Downstream evaluation using logistic regression and kNN k-nearest-neighbours models (Top-1 accuracy).
We also evaluate two variant CPCProt models, selected during hyperparameter tuning by metrics which do not depend on downstream tasks, to avoid benchmark overfitting, and to examine the effect of increasing the number of parameters on downstream performance, as motivated in Section 4.1. The CPCProtLSTM variant achieves the highest performance on the contrastive task, while the CPCProtGRU large variant achieves the highest performance on the 1NN Pfam family prediction task. Results on these tasks are reported in Appendix A. For all figures, however, we focus on our smallest 1.7M CPCProt model.
CPCProt Performs Comparably with Baselines Using Fewer Parameters
CPCProt achieves comparable results as baselines on most tasks; however, we use only 0.9% of the number of embedding parameters of the largest model (Alley et al., 2019) and 8.9% of the number of embedding parameters of the smallest neural network (Bepler & Berger, 2019) (Tables 1-5; Figure 1).

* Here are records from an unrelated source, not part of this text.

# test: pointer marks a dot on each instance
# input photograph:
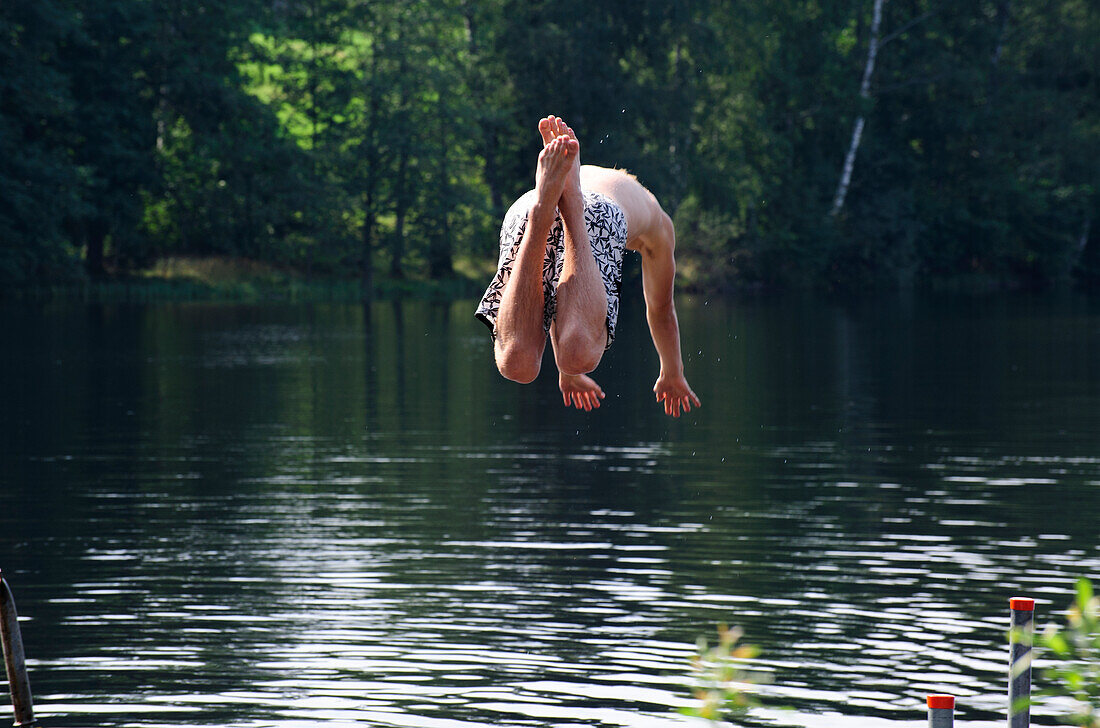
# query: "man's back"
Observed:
(644, 213)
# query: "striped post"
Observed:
(941, 712)
(13, 659)
(1021, 635)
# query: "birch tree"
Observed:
(865, 95)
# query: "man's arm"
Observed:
(658, 278)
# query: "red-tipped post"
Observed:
(941, 712)
(13, 659)
(1021, 636)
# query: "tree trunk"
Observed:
(94, 253)
(397, 242)
(367, 264)
(440, 264)
(865, 94)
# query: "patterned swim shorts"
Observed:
(606, 227)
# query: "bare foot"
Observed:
(580, 390)
(552, 128)
(546, 127)
(556, 161)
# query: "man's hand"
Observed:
(580, 390)
(673, 390)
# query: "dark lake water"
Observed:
(295, 515)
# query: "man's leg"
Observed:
(580, 329)
(519, 335)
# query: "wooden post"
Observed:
(1021, 635)
(941, 712)
(13, 659)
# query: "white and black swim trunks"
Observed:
(606, 227)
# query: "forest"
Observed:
(839, 144)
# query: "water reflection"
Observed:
(279, 516)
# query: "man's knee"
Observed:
(517, 364)
(580, 353)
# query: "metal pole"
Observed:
(941, 712)
(13, 659)
(1021, 635)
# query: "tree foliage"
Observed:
(352, 136)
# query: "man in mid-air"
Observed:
(560, 268)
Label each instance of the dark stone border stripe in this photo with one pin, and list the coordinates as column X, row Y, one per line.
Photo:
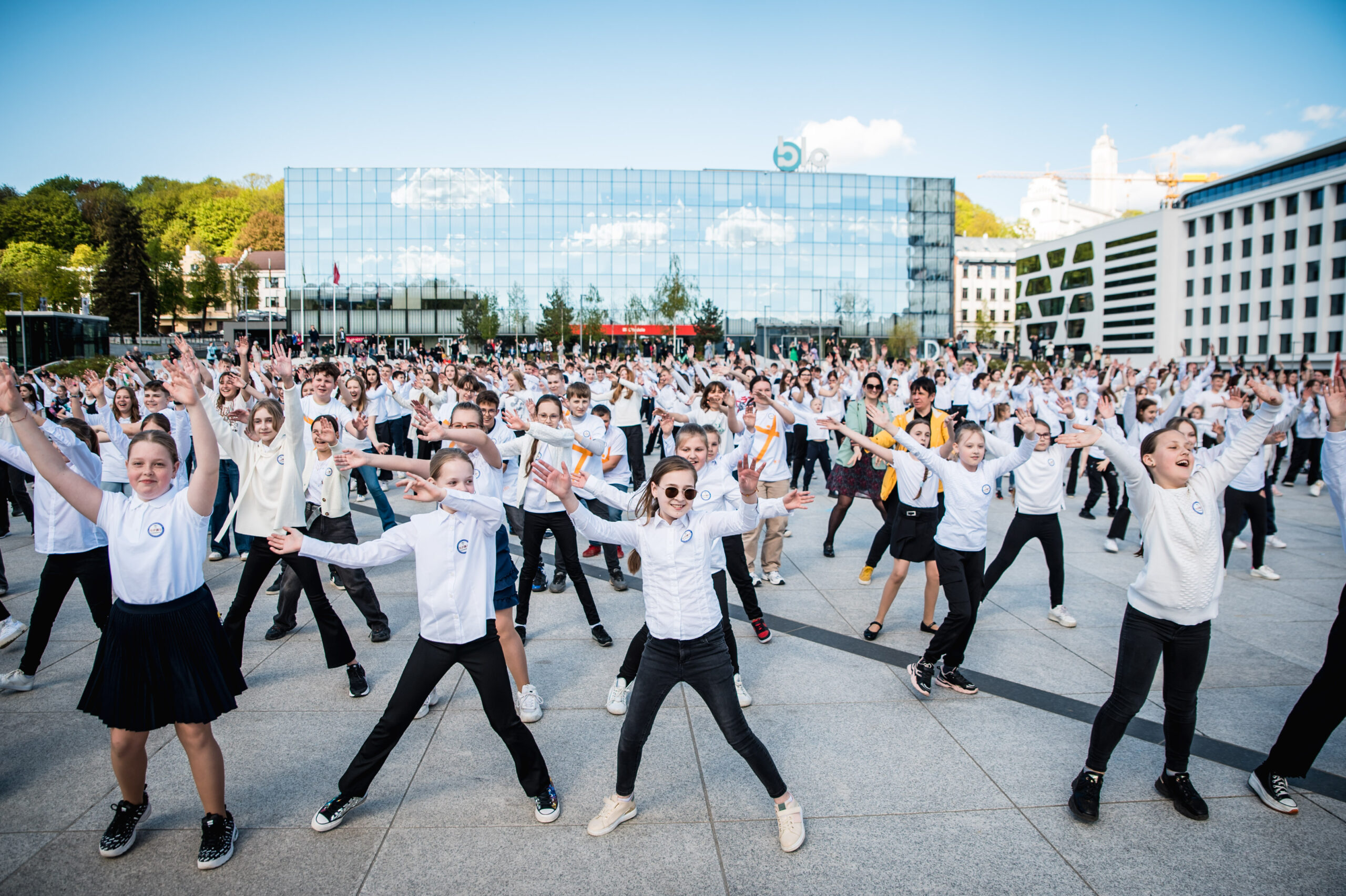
column 1216, row 751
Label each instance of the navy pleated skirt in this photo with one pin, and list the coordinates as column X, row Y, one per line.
column 164, row 664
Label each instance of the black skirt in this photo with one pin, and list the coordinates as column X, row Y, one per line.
column 164, row 664
column 913, row 533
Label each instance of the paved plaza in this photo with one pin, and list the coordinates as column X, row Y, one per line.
column 951, row 796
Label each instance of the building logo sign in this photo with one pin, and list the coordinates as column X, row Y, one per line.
column 789, row 157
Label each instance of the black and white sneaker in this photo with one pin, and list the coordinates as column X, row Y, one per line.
column 920, row 674
column 359, row 684
column 121, row 833
column 1274, row 791
column 334, row 811
column 955, row 680
column 217, row 840
column 547, row 806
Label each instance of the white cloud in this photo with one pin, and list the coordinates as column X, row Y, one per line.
column 1323, row 115
column 1224, row 151
column 451, row 189
column 849, row 140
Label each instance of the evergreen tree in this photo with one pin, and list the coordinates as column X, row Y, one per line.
column 124, row 272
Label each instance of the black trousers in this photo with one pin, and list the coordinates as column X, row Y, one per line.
column 1145, row 641
column 1097, row 479
column 338, row 530
column 1318, row 712
column 1249, row 506
column 1306, row 451
column 960, row 575
column 430, row 661
column 90, row 568
column 1025, row 528
column 535, row 525
column 337, row 646
column 703, row 664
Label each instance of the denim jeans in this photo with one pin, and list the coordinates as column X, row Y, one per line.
column 703, row 664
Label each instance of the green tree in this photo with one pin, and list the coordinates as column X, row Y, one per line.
column 124, row 272
column 558, row 315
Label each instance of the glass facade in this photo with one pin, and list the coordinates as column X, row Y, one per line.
column 760, row 244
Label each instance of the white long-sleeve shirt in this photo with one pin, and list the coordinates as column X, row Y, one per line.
column 455, row 563
column 1185, row 558
column 677, row 561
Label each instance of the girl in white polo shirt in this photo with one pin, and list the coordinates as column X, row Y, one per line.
column 455, row 579
column 164, row 657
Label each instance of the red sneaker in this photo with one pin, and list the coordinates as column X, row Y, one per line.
column 762, row 631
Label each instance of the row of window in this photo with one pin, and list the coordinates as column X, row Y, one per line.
column 1268, row 209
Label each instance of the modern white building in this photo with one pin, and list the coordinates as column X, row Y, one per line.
column 1253, row 265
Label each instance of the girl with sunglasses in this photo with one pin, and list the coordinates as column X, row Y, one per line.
column 687, row 642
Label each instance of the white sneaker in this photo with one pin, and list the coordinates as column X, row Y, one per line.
column 1061, row 616
column 789, row 821
column 11, row 629
column 745, row 697
column 617, row 696
column 529, row 704
column 15, row 681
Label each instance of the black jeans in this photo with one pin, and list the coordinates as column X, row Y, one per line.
column 535, row 525
column 337, row 646
column 960, row 575
column 1240, row 506
column 338, row 530
column 703, row 664
column 430, row 661
column 90, row 568
column 1318, row 712
column 1145, row 640
column 1025, row 528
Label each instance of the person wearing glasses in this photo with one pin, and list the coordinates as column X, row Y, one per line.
column 687, row 642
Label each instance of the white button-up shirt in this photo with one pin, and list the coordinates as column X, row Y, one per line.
column 677, row 560
column 455, row 563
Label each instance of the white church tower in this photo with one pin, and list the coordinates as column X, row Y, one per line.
column 1103, row 167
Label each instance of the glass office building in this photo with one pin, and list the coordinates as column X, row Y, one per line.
column 397, row 251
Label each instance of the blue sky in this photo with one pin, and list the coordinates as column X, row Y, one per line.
column 118, row 90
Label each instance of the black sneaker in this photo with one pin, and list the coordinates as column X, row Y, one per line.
column 278, row 631
column 955, row 680
column 121, row 833
column 920, row 674
column 1084, row 796
column 217, row 840
column 359, row 684
column 1186, row 799
column 334, row 811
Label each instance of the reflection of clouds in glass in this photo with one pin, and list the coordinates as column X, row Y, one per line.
column 451, row 189
column 750, row 226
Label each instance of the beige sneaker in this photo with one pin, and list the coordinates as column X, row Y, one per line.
column 789, row 821
column 613, row 815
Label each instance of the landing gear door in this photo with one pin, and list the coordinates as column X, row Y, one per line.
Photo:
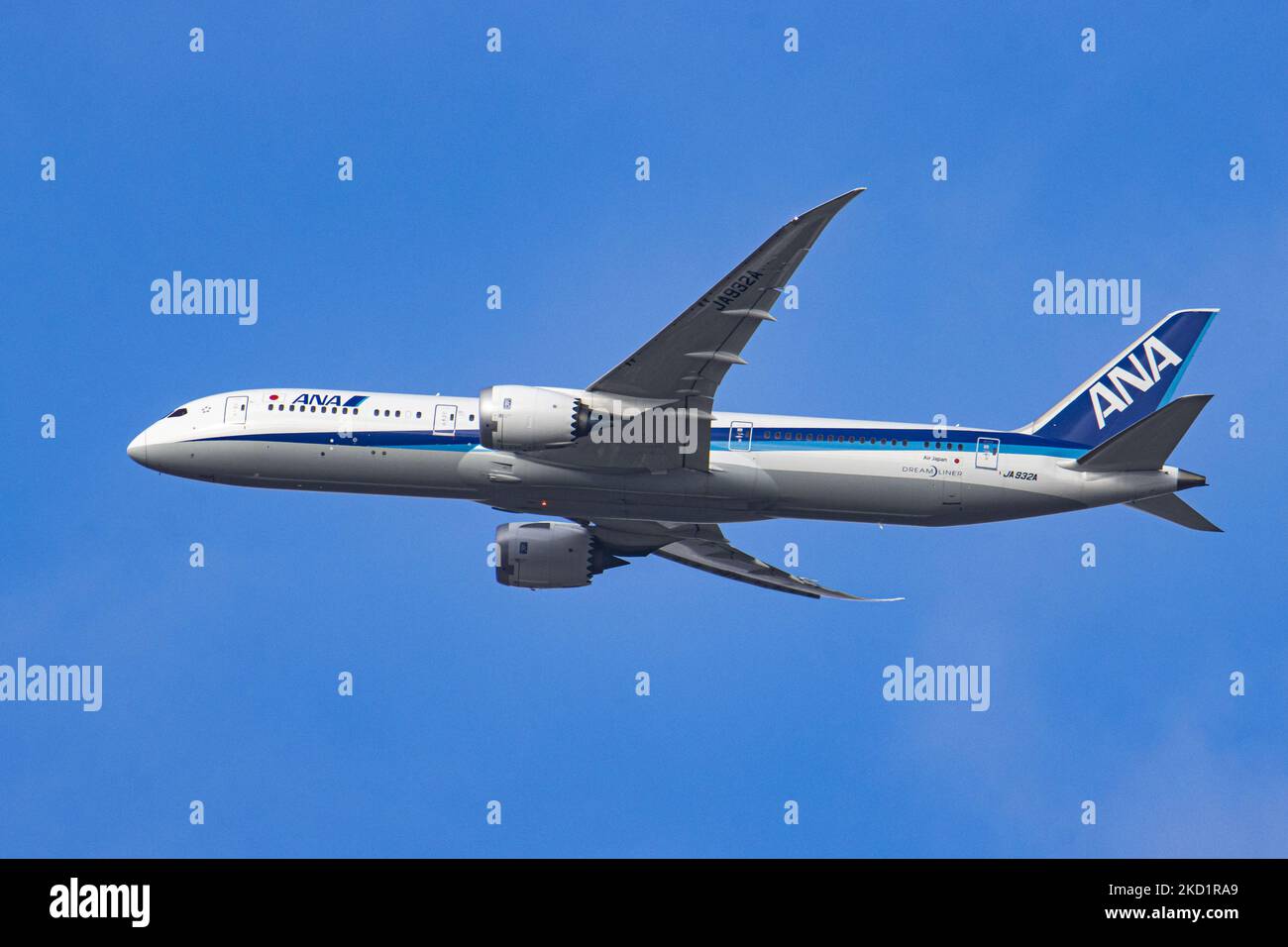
column 986, row 453
column 445, row 419
column 235, row 408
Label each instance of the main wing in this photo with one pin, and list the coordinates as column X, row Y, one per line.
column 683, row 365
column 703, row 547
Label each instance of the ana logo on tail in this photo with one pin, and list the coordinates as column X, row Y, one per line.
column 1106, row 401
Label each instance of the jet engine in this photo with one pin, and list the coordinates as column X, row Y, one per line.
column 549, row 556
column 522, row 418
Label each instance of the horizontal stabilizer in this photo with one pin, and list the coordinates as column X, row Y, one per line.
column 1173, row 508
column 1146, row 444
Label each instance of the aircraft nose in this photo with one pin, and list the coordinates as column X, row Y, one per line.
column 138, row 449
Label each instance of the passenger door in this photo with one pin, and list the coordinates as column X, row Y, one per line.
column 986, row 453
column 235, row 408
column 445, row 419
column 739, row 436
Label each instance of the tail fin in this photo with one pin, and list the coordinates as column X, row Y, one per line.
column 1136, row 381
column 1146, row 444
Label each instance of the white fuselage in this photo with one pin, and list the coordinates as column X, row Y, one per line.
column 761, row 467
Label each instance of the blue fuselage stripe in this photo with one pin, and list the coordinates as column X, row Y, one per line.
column 780, row 438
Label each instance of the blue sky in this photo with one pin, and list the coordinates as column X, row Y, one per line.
column 518, row 169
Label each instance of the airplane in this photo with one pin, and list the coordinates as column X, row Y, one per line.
column 639, row 463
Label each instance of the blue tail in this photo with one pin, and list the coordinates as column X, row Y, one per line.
column 1137, row 381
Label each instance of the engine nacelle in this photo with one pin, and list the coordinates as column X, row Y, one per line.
column 549, row 556
column 522, row 418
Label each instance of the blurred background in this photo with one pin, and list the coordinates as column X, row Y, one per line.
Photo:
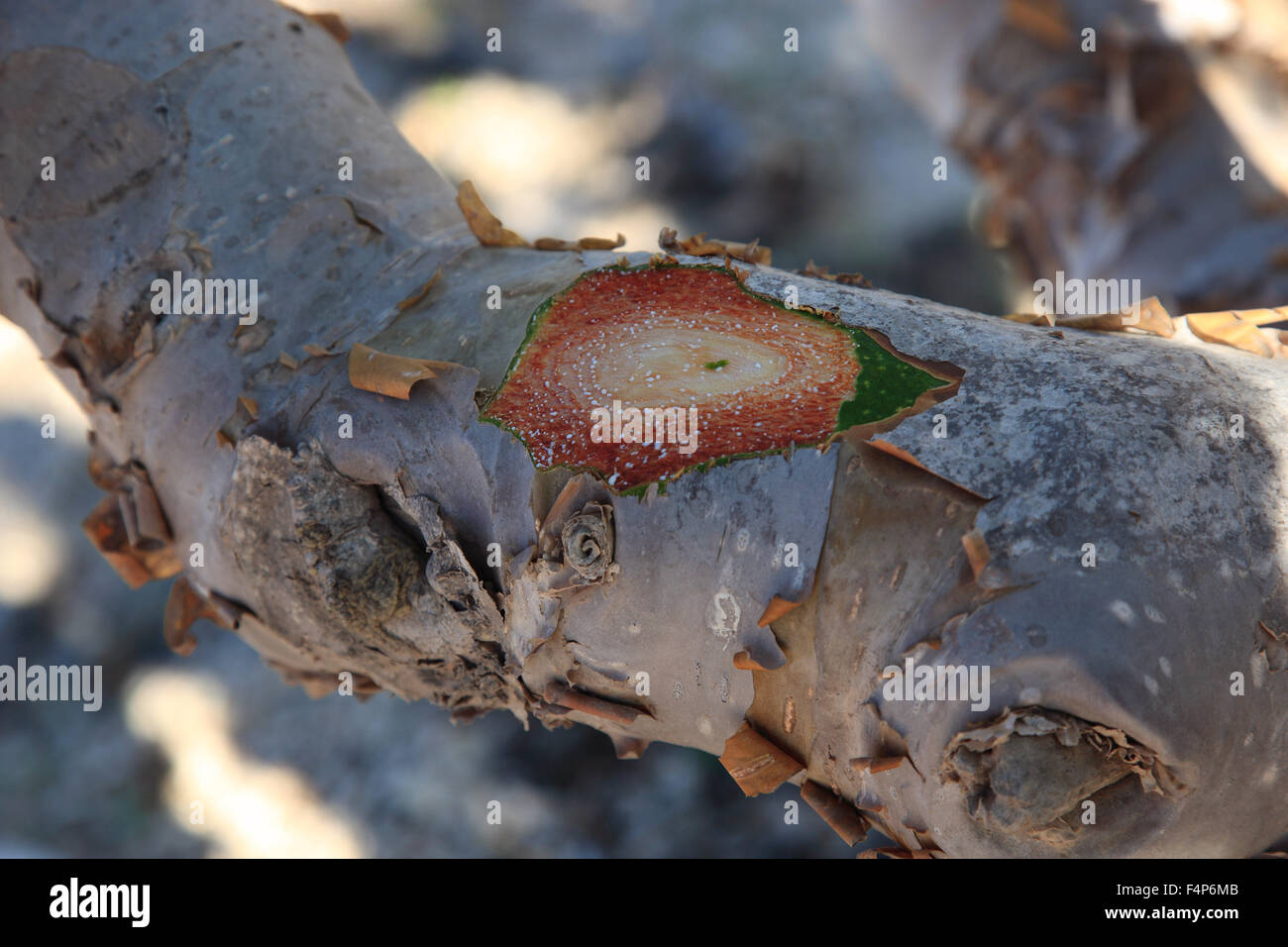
column 812, row 153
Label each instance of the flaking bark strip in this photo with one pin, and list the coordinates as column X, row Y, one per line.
column 840, row 815
column 104, row 527
column 483, row 223
column 698, row 245
column 184, row 605
column 876, row 764
column 776, row 609
column 756, row 764
column 393, row 375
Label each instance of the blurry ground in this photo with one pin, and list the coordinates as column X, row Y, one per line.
column 810, row 151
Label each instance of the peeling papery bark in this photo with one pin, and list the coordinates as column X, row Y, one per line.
column 1104, row 153
column 761, row 609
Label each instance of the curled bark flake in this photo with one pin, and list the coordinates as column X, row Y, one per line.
column 698, row 245
column 840, row 815
column 756, row 764
column 483, row 223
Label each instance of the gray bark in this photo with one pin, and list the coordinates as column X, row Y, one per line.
column 369, row 553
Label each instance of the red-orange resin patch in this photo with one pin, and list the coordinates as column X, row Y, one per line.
column 760, row 376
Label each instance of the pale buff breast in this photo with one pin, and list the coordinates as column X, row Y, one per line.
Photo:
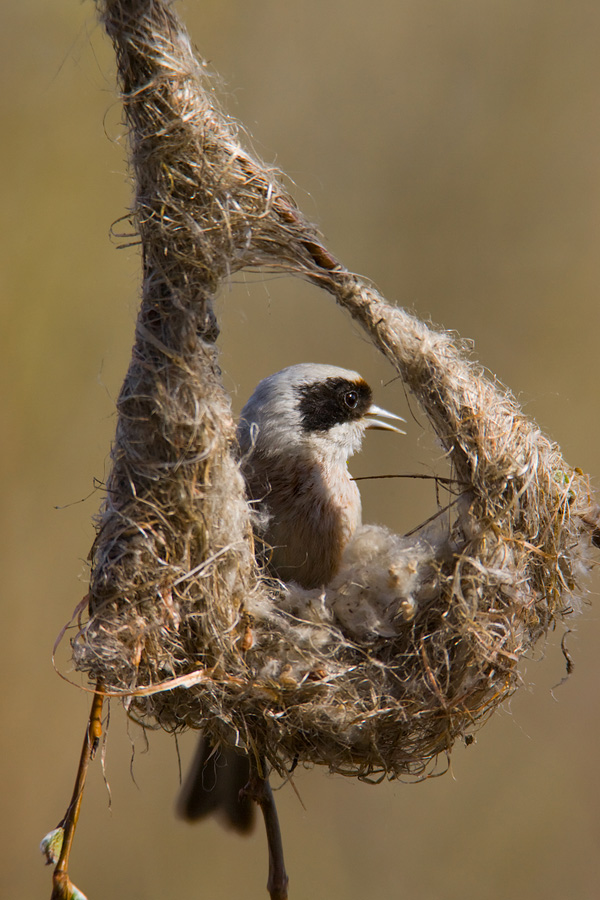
column 313, row 511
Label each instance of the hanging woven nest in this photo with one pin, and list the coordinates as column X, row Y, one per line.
column 417, row 638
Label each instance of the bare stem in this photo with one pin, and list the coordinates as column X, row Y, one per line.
column 61, row 884
column 260, row 791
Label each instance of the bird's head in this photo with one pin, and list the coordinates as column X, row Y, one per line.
column 313, row 410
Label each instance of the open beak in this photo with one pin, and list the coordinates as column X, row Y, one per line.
column 373, row 420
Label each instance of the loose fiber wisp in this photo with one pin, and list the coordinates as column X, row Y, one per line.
column 418, row 637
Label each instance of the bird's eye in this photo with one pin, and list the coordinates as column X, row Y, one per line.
column 351, row 399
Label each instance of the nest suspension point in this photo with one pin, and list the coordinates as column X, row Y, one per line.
column 417, row 638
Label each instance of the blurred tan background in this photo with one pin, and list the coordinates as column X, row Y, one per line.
column 450, row 150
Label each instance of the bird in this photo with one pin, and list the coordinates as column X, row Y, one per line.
column 296, row 434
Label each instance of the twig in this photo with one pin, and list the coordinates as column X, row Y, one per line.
column 261, row 792
column 62, row 889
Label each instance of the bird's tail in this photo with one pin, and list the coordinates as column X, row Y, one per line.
column 214, row 785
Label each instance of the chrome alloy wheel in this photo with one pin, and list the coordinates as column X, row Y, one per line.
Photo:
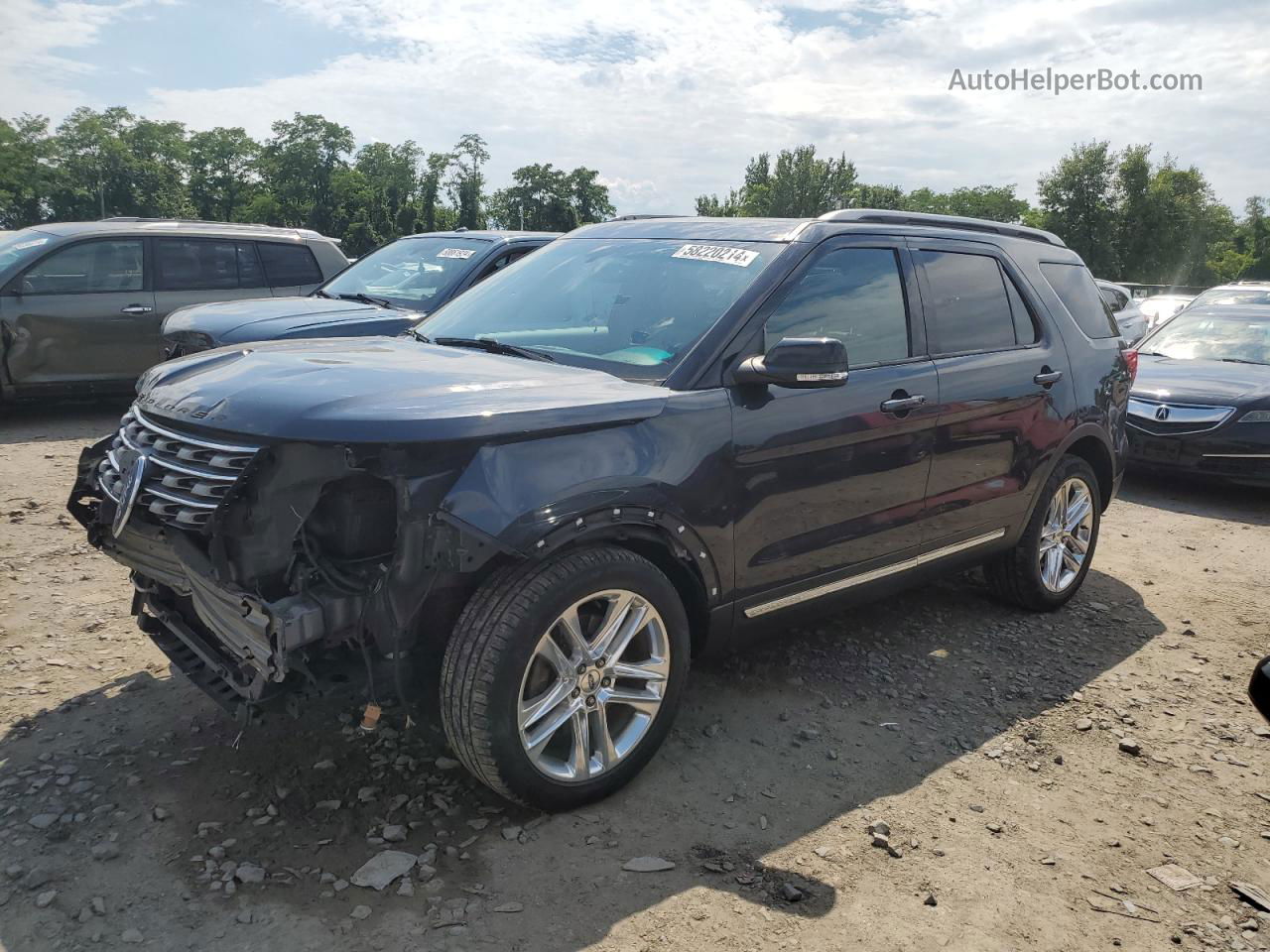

For the fluorescence task, CPCProt achieves higher ρ and lower MSE than other models for both a neural network finetuning head and most linear regression and kNN evaluations (Tables 1, 5; Appendix B). For the secondary structure and stability tasks, CPCProt achieves comparable performance with other neural network models, with a fraction of the number of parameters (Tables 1, 3, 4).
Downstream evaluation using logistic regression models. Top-3 (Q3) accuracy is reported.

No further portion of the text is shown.